Are we treating to failure in patients with heart failure? Who is responsible to escalate treatment in patients with heart failure? Is it us, the GP, the cardiologist or the endocrinologist?

References:

  1. Bassi NS, Ziaeian B, Yancy CW, Fonarow GC. Association of optimal implementation of sodium-glucose cotransporter 2 inhibitor therapy with outcome for patients with heart failure. JAMA Cardiol. 2020. doi:10.1001/jamacardio.2020.0898
  2. Metra, M, Teerlink, JR. Heart failure. Lancet Lond Engl 2017; 390: 1981–1995
  3. Jhund, PS, Macintyre, K, Simpson, CR, et al. Long-term trends in first hospitalization for heart failure and subsequent survival between 1986 and 2003: a population study of 5.1 million people. Circulation 2009; 119: 515–523
  4. Khunti K, Millar-Jones D. Clinical inertia to insulin initiation and intensification in the UK: A focused literature review. Prim Care Diabetes. 2017 Feb;11(1):3-12. doi: 10.1016/j.pcd.2016.09.003. Epub 2016 Oct 7. PMID: 27727005.
  5. Paul SK, Klein K, Thorsted BL, Wolden ML, Khunti K. Delay in treatment intensification increases the risks of cardiovascular events in patients with type 2 diabetes. Cardiovasc Diabetol. 2015 Aug 7;14:100. doi: 10.1186/s12933-015-0260-x. PMID: 26249018; PMCID: PMC4528846.
  6. Chen J, Normand SL, Wang Y, Krumholz HM. National and regional trends in heart failure hospitalization and mortality rates for Medicare beneficiaries, 1998-2008. JAMA. 2011 Oct 19;306(15):1669-78. doi: 10.1001/jama.2011.1474. PMID: 22009099; PMCID: PMC3688069
  7. Authors CI. The Cardiac Insufficiency Bisoprolol Study II (CIBIS-II): a randomised trial. Lancet. 1999;353:9–13
  8. Packer M, Coats AJ, Fowler MB, et al. Effect of carvedilol on survival in severe chronic heart failure. N Engl J Med. 2001;344:1651–8
  9. Effect of metoprolol CR/XL in chronic heart failure: Metoprolol CR/XL Randomised Intervention Trial in Congestive Heart Failure (MERIT-HF). Lancet. 1999;353:2001–7
  10. McMurray JJV, Packer M, Desai AS, et al. Angiotensin-neprilysin inhibition versus enalapril in heart failure. N Engl J Med. 2014;371:993–1004
  11. Pitt B, Zannad F, Remme WJ, et al. The effect of spironolactone on morbidity and mortality in patients with severe heart failure. Randomized Aldactone Evaluation Study Investigators. N Engl J Med. 1999;341:709–17
  12. Pitt B, Remme W, Zannad F, et al.
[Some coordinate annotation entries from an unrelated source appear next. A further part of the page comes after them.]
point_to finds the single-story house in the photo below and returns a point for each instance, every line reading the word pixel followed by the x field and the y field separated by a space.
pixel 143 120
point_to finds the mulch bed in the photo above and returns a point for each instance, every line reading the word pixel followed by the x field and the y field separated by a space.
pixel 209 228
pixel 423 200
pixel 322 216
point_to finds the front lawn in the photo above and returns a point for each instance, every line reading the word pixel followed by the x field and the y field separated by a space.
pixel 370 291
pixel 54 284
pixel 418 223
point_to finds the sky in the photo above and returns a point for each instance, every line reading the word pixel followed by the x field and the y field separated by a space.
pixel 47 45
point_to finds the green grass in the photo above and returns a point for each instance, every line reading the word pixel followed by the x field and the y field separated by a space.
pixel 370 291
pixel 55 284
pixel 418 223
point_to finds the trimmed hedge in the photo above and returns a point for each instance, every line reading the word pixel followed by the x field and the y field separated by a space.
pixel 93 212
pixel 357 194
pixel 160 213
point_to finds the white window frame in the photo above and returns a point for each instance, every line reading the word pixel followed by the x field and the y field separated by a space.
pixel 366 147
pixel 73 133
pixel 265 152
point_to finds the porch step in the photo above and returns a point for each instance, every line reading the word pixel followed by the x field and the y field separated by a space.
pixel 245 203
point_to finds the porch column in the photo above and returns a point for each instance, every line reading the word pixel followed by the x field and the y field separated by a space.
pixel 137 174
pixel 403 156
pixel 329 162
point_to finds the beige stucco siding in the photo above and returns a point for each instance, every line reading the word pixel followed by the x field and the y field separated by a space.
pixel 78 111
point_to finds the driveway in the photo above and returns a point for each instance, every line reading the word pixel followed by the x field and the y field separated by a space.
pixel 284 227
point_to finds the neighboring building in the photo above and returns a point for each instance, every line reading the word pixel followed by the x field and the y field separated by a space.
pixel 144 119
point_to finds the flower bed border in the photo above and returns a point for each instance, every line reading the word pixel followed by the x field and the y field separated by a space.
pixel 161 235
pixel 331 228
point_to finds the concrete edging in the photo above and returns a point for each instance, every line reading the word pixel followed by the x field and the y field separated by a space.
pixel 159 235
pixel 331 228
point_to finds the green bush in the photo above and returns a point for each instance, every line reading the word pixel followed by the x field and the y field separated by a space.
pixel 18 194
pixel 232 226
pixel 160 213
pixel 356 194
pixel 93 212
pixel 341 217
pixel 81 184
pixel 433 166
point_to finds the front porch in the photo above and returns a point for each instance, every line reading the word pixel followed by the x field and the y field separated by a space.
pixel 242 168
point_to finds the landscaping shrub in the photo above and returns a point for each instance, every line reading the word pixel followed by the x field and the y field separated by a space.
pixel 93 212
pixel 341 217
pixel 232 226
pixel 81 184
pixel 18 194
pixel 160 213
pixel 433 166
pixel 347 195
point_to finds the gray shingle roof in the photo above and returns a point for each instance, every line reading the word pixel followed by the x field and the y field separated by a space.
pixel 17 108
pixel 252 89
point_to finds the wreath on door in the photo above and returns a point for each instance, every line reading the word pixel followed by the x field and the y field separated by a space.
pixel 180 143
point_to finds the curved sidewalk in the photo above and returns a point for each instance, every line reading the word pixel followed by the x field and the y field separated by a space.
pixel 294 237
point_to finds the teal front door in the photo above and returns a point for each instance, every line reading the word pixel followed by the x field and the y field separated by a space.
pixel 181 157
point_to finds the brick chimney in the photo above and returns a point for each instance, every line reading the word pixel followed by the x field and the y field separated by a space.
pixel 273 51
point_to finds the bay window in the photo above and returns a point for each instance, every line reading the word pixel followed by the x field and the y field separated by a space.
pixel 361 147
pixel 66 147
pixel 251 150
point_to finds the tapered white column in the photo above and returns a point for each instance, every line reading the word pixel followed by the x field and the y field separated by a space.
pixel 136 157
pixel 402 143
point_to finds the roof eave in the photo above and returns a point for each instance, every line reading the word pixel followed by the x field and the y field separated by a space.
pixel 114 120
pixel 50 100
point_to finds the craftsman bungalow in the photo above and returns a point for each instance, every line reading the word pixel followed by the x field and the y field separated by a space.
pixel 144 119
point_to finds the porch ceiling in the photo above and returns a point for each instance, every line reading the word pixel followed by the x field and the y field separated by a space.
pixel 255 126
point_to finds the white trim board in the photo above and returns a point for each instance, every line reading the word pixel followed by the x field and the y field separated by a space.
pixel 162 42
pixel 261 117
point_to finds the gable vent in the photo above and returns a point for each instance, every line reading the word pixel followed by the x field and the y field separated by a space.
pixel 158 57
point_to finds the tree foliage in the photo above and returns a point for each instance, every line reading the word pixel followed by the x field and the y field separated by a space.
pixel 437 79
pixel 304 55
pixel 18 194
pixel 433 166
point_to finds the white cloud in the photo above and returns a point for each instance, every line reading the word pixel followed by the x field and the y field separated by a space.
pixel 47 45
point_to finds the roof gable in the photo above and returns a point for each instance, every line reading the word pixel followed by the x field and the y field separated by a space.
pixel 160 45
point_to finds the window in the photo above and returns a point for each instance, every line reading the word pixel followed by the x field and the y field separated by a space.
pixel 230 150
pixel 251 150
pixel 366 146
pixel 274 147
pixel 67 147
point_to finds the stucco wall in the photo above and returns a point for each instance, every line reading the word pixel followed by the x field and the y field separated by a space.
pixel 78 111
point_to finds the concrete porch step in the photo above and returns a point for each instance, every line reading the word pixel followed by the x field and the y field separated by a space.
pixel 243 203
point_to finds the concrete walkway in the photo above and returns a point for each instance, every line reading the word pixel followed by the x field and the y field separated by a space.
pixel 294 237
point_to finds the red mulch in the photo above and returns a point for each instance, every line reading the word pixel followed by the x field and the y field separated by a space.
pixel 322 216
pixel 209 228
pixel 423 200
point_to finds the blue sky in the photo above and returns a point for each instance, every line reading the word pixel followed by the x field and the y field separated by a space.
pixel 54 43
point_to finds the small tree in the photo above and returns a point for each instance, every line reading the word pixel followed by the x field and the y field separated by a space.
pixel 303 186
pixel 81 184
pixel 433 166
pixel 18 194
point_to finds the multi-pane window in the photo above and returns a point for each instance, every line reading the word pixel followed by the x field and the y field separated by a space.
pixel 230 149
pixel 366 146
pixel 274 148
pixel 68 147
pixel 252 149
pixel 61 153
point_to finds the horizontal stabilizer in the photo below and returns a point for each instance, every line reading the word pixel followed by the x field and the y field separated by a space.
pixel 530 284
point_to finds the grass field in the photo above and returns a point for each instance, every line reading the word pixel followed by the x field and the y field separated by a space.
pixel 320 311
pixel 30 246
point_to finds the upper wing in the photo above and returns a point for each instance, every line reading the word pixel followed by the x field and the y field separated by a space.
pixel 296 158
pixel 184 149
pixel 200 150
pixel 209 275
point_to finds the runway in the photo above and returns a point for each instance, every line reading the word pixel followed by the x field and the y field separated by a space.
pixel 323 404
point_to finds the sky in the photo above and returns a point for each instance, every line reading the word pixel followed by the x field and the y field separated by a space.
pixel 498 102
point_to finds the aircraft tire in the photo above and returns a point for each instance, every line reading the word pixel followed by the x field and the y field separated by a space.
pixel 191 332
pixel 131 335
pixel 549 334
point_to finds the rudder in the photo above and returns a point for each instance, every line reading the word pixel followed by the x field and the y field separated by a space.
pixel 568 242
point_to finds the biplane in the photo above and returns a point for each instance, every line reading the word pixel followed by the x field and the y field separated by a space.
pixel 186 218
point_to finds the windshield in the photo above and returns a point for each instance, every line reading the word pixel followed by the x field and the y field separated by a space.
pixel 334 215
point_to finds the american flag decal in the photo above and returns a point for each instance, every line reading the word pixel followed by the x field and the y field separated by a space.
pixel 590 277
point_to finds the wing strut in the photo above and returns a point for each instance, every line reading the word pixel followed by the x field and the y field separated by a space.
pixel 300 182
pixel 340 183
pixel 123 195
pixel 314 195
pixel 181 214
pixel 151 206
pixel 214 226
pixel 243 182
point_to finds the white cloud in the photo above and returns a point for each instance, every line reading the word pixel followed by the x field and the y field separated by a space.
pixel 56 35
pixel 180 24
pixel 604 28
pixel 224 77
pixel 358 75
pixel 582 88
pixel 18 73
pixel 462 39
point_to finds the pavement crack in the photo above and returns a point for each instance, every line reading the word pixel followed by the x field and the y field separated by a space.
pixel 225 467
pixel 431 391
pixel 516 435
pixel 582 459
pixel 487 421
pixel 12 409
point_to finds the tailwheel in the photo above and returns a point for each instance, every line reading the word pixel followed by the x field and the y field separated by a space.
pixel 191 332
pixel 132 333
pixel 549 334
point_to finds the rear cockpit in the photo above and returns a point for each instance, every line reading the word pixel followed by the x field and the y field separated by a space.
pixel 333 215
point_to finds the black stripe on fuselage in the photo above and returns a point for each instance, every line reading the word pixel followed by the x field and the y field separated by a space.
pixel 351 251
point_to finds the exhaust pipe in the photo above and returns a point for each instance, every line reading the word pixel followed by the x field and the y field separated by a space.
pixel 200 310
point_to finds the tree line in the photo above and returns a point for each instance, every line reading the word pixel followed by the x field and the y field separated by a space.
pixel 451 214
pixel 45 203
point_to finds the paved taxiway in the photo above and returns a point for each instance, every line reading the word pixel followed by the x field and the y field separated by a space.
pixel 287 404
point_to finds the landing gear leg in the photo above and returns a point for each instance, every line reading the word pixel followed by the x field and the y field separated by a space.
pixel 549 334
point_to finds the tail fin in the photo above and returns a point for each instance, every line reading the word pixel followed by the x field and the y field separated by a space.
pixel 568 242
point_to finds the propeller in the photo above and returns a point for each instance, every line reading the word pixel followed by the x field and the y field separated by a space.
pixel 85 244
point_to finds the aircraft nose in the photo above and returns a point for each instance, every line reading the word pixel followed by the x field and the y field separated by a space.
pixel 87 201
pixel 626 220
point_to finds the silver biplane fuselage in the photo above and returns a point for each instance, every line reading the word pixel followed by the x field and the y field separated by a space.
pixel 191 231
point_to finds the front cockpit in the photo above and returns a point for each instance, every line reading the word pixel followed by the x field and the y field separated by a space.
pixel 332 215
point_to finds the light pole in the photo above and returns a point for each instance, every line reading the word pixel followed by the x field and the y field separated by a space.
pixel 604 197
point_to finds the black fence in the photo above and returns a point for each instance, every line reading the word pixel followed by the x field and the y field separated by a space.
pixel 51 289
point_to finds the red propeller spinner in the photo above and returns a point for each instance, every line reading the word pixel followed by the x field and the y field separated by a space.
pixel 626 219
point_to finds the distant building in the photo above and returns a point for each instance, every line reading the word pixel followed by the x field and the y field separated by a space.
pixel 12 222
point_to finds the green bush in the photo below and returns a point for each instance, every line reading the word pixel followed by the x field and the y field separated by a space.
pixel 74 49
Eplerenone, a selective aldosterone blocker, in patients with left ventricular dysfunction after myocardial infarction. N Engl J Med. 2003;348:1309–21.
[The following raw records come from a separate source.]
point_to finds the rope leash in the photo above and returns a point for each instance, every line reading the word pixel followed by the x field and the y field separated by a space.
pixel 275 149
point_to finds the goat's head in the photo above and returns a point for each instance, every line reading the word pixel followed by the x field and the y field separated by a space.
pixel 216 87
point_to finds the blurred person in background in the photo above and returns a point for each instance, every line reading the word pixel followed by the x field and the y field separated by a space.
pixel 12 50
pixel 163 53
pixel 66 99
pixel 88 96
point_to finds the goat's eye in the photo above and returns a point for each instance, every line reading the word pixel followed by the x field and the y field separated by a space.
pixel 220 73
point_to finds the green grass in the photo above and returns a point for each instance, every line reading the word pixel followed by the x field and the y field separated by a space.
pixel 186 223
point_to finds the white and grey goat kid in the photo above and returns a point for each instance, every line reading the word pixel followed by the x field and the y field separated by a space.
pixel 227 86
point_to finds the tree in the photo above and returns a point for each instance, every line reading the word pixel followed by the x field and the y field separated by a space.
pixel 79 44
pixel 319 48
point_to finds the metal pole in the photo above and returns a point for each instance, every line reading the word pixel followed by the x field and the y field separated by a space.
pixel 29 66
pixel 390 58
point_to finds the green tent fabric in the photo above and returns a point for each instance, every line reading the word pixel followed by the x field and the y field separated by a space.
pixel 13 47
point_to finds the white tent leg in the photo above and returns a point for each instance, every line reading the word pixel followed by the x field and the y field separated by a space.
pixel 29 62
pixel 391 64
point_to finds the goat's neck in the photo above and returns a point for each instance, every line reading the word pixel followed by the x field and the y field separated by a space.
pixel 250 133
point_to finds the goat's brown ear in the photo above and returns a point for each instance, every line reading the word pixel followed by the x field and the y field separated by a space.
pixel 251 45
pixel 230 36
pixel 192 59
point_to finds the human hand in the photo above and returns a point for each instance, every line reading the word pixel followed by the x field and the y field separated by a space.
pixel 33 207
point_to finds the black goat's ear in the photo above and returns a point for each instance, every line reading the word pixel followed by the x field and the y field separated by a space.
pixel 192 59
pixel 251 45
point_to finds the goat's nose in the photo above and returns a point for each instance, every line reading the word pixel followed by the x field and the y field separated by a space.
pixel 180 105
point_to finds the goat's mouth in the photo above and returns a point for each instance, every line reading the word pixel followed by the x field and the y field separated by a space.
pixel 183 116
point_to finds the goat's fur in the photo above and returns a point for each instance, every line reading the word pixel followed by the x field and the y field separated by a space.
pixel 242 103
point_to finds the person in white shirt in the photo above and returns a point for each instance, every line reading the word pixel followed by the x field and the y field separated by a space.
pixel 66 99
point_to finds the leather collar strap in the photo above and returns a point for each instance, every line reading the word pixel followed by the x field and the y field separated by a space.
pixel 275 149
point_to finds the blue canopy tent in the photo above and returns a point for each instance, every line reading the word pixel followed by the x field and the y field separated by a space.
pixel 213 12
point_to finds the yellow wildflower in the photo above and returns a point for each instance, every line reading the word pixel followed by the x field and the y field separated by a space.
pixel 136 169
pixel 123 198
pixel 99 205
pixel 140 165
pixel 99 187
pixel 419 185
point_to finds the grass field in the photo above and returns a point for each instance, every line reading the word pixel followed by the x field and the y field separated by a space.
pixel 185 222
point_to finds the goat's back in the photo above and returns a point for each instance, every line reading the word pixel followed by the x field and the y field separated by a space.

  13. Zinman B, Wanner C, Lachin JM, et al. Empagliflozin, cardiovascular outcomes, and mortality in type 2 diabetes. N Engl J Med 2015; 373: 2117–2128.
  14. Wiviott SD, Raz I, Bonaca MP, et al. Dapagliflozin and cardiovascular  outcomes in type 2 diabetes. N Engl J Med 2019; 380: 347–357.
  15. Petrie MC, Verma S, Docherty KF, et al. Effect of dapagliflozin on worsening heart failure and cardiovascular death in patients with heart failure with and without diabetes. JAMA 2020; 323: 1353–1368.
  16. Packer M, Anker SD, Butler J, et al. Cardiovascular and renal outcomes with empagliflozin in heart failure. N Engl J Med 2020; 383: 1413–1424.